WASHINGTON — Several Washington-area businesses are anxious to get flying, days after new rules from the Federal Aviation Administration make it easier and faster to navigate the process of getting a permit to use drones for commercial purposes.
Real estate, aerial photography, construction and farming are some of the industries that will benefit from new regulations that free them from requesting time-consuming special waivers to use the unmanned aerial vehicles.
“We’ve been waiting a long time for the FAA to come through with these new rules, so we can fly,” said real estate photographer Ralph Cocco, of Pix N Palette Photography in Loudoun County, Virginia.
Cocco and other business owners say they’ve been hamstrung by previous rules that made it more difficult to fly drones for commercial purposes.
“That has been the big problem in the past — you had to literally be a certified pilot to fly these things,” said Cocco.
Under the new rules, anyone over age 16 can take an aeronautical knowledge test at an FAA-approved facility and pass a background check to qualify for a remote pilot certificate.
That’s not to say applying for the certificate is easy, said Jason Hettmansperger, an application developer with the interactive mapping company Blue Raster, out of Arlington, Virginia.
“The new Part 107, the full PDF file, is 624 pages long,” said Hettmansperger, of the FAA’s final rule on commercial drone use. “That’s not hardly digestible by any one person.”
Cocco said the aeronautical knowledge test is challenging.
“Some of the questions, from what I’ve seen, you almost have to be a certified pilot to answer them,” he said. “So, I’m not sure how that’s going to work for people like me, who have no experience.”
Cocco said he and his son will work together to master the drone certification process.
“As a matter of fact, I’m looking out the window right now, watching him fly it,” he laughed.
Photography is instrumental in selling a house, said Cocco.
“Whenever anybody’s out looking for a home, the first thing they want to do is see photos of the exteriors, interiors, any of the amenities that have been installed,” said Cocco. “That’s the way it’s done nowadays in the real estate business.”
Video from a drone will help people buying or selling a home, especially larger single-family houses.
“You’ve gotta (SIC) have acreage to really get a good view of the home, and that’s where aerial photography will come in,” said Cocco.
Blue Raster, founder and principal Michael Lippmann, said that in the past, getting an image of an area of interest required a satellite or aerial flight.

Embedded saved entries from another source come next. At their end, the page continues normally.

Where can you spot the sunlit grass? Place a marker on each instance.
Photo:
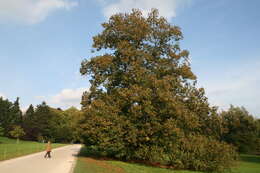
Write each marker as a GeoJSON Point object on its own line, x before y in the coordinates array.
{"type": "Point", "coordinates": [10, 149]}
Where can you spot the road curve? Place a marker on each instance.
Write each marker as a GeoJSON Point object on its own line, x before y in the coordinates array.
{"type": "Point", "coordinates": [62, 161]}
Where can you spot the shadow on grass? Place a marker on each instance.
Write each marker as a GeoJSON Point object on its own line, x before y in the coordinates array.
{"type": "Point", "coordinates": [92, 152]}
{"type": "Point", "coordinates": [250, 158]}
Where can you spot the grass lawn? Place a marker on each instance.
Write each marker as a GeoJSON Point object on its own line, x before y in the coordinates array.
{"type": "Point", "coordinates": [10, 149]}
{"type": "Point", "coordinates": [248, 164]}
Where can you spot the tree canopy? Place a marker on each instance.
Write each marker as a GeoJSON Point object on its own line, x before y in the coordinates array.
{"type": "Point", "coordinates": [143, 103]}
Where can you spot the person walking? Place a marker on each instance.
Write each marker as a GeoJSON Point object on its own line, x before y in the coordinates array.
{"type": "Point", "coordinates": [48, 150]}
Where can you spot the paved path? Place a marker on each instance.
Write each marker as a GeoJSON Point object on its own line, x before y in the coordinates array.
{"type": "Point", "coordinates": [62, 161]}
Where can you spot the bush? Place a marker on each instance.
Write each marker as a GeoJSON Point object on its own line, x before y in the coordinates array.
{"type": "Point", "coordinates": [201, 153]}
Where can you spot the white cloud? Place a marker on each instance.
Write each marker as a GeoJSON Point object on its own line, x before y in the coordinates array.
{"type": "Point", "coordinates": [237, 86]}
{"type": "Point", "coordinates": [31, 11]}
{"type": "Point", "coordinates": [167, 8]}
{"type": "Point", "coordinates": [67, 98]}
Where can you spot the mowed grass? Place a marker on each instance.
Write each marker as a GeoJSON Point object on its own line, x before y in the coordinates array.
{"type": "Point", "coordinates": [10, 149]}
{"type": "Point", "coordinates": [247, 164]}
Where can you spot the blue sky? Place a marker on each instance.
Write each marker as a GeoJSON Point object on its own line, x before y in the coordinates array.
{"type": "Point", "coordinates": [42, 43]}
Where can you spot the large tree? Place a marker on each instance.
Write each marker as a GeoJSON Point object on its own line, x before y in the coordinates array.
{"type": "Point", "coordinates": [143, 98]}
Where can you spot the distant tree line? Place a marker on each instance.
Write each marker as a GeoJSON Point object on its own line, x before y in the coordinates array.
{"type": "Point", "coordinates": [39, 123]}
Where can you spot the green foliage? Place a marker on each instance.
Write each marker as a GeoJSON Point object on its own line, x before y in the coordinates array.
{"type": "Point", "coordinates": [10, 114]}
{"type": "Point", "coordinates": [201, 153]}
{"type": "Point", "coordinates": [1, 131]}
{"type": "Point", "coordinates": [241, 129]}
{"type": "Point", "coordinates": [143, 98]}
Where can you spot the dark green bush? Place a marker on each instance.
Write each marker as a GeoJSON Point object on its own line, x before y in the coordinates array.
{"type": "Point", "coordinates": [201, 153]}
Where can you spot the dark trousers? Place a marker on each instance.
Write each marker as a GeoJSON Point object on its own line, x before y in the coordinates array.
{"type": "Point", "coordinates": [48, 154]}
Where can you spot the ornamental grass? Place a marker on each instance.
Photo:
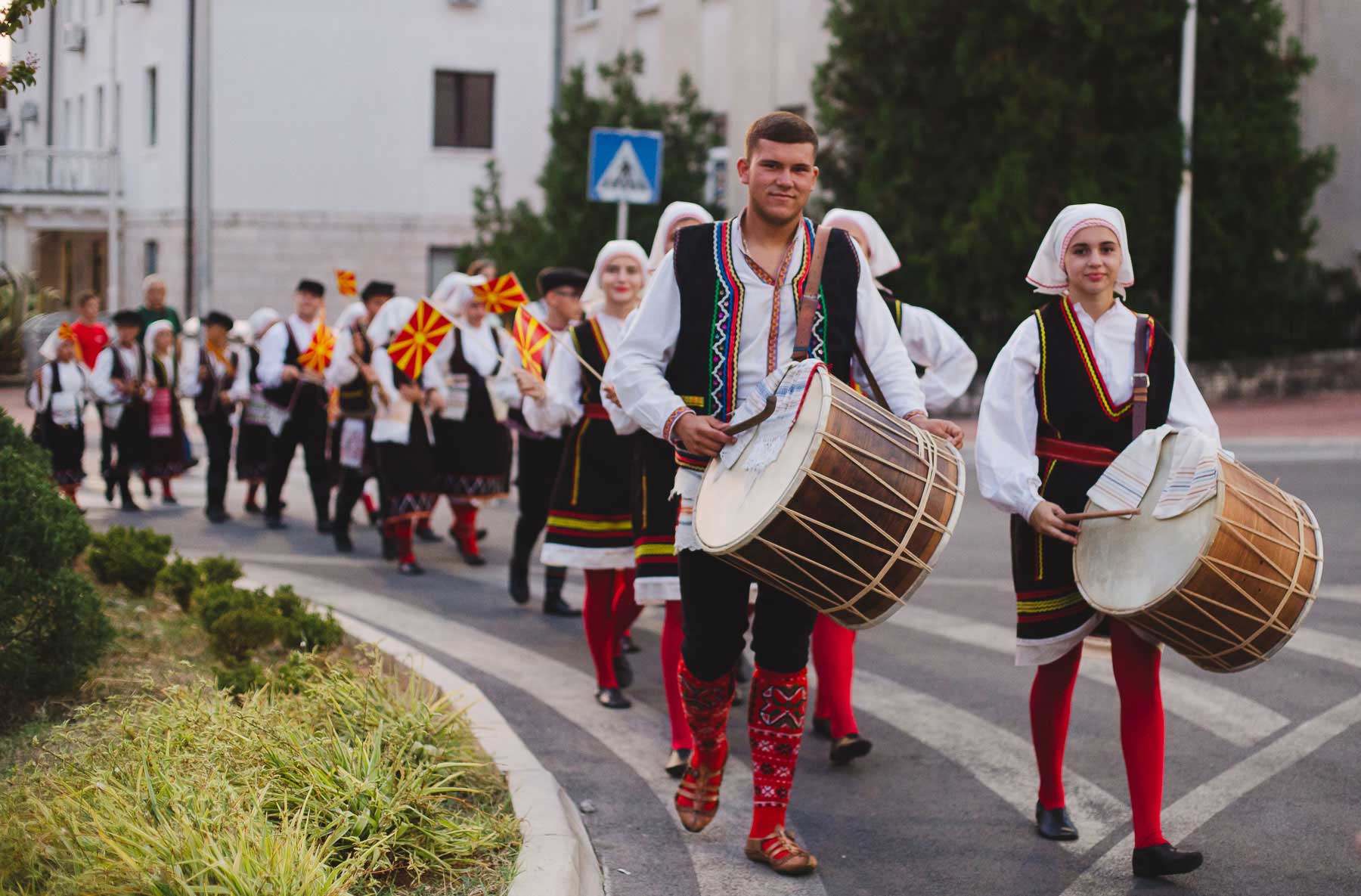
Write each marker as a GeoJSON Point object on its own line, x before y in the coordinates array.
{"type": "Point", "coordinates": [361, 782]}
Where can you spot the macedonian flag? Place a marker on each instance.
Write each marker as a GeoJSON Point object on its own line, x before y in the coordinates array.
{"type": "Point", "coordinates": [318, 355]}
{"type": "Point", "coordinates": [345, 282]}
{"type": "Point", "coordinates": [423, 333]}
{"type": "Point", "coordinates": [531, 338]}
{"type": "Point", "coordinates": [501, 294]}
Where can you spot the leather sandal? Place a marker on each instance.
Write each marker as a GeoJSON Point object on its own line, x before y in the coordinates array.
{"type": "Point", "coordinates": [780, 853]}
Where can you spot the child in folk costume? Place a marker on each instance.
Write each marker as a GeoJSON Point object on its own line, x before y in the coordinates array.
{"type": "Point", "coordinates": [59, 394]}
{"type": "Point", "coordinates": [473, 448]}
{"type": "Point", "coordinates": [1059, 405]}
{"type": "Point", "coordinates": [165, 458]}
{"type": "Point", "coordinates": [949, 370]}
{"type": "Point", "coordinates": [260, 421]}
{"type": "Point", "coordinates": [215, 375]}
{"type": "Point", "coordinates": [353, 379]}
{"type": "Point", "coordinates": [401, 437]}
{"type": "Point", "coordinates": [590, 526]}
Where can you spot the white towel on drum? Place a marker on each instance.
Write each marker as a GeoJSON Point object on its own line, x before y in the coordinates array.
{"type": "Point", "coordinates": [1192, 481]}
{"type": "Point", "coordinates": [789, 384]}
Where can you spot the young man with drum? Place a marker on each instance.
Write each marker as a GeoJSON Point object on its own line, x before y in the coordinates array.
{"type": "Point", "coordinates": [1061, 402]}
{"type": "Point", "coordinates": [721, 316]}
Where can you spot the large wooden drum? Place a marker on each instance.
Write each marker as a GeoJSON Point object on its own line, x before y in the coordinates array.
{"type": "Point", "coordinates": [1224, 584]}
{"type": "Point", "coordinates": [851, 513]}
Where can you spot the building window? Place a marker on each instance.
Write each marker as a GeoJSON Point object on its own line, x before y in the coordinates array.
{"type": "Point", "coordinates": [151, 107]}
{"type": "Point", "coordinates": [463, 109]}
{"type": "Point", "coordinates": [442, 262]}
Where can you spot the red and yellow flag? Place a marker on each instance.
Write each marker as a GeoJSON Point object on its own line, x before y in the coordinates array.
{"type": "Point", "coordinates": [423, 333]}
{"type": "Point", "coordinates": [531, 338]}
{"type": "Point", "coordinates": [345, 284]}
{"type": "Point", "coordinates": [318, 355]}
{"type": "Point", "coordinates": [501, 294]}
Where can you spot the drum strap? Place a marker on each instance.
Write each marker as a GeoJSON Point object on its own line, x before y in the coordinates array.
{"type": "Point", "coordinates": [1139, 413]}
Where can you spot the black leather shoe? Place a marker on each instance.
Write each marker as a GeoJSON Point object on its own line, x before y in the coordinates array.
{"type": "Point", "coordinates": [1165, 860]}
{"type": "Point", "coordinates": [848, 748]}
{"type": "Point", "coordinates": [677, 761]}
{"type": "Point", "coordinates": [554, 605]}
{"type": "Point", "coordinates": [1054, 824]}
{"type": "Point", "coordinates": [612, 699]}
{"type": "Point", "coordinates": [622, 671]}
{"type": "Point", "coordinates": [519, 584]}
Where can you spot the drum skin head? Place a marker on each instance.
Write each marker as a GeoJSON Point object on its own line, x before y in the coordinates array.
{"type": "Point", "coordinates": [739, 503]}
{"type": "Point", "coordinates": [1123, 567]}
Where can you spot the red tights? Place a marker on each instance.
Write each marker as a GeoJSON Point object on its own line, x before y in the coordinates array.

That was costly, and clouds and other atmospheric conditions meant you couldn’t get a guarantee that your images would be sharp.
“With a drone, you can fly below the clouds and capture an area rapidly and frequently and immediately analyze it,” Lippmann said.
“You can take imagery and have a map out of the same day,” Hettmansperger said.
While companies can apply for waivers, under the FAA rules a drone must be flown during the day, under 400 feet, and within sight of the operator.
Initially, Hettmansperger’s company will use a DJI quadcopter, with models that begin under $1,000, which has made them a favorite with hobbyists.
“At 400 feet, on a fairly flat area, you can get several hundred acres,” said Hettmansperger.
Rules for flying drones commercially are much more lax outside the United States.
“Using mobile apps available today, you can program a drone to automatically fly over an area and capture ultrahigh quality images ready for analysis,” said Lippmann.
“Drone2Map allows us to import it and immediately create 3D models and analysis of the area,” said Lippmann. “We have already used it with our clients, including the Jane Goodall Institute to assess chimpanzee habitat,” in Tanzania.
Hettmansperger said the drone is surprisingly easy to operate.
“I’ve played a bit of video games, so I’m used to manipulating controls with my thumbs,” he said. “It’s really not that scary, because if it’s getting out of hand you just stop what you’re doing, and the drone just hovers.”
Lippmann, who has operated a drone for fun as a hobbyist, said the technology does not come without risks as well as benefits.
“Talk to anyone with a drone and they will tell you about a near miss, or a time their drone was damaged, so it will be important to manage this as more and more drones take to the skies to deliver packages, inspect construction and agriculture, and even fight wildfires,” he said.
“It’s an exciting new area to be involved in and we are just at the beginning of what will be possible,” said Lippmann.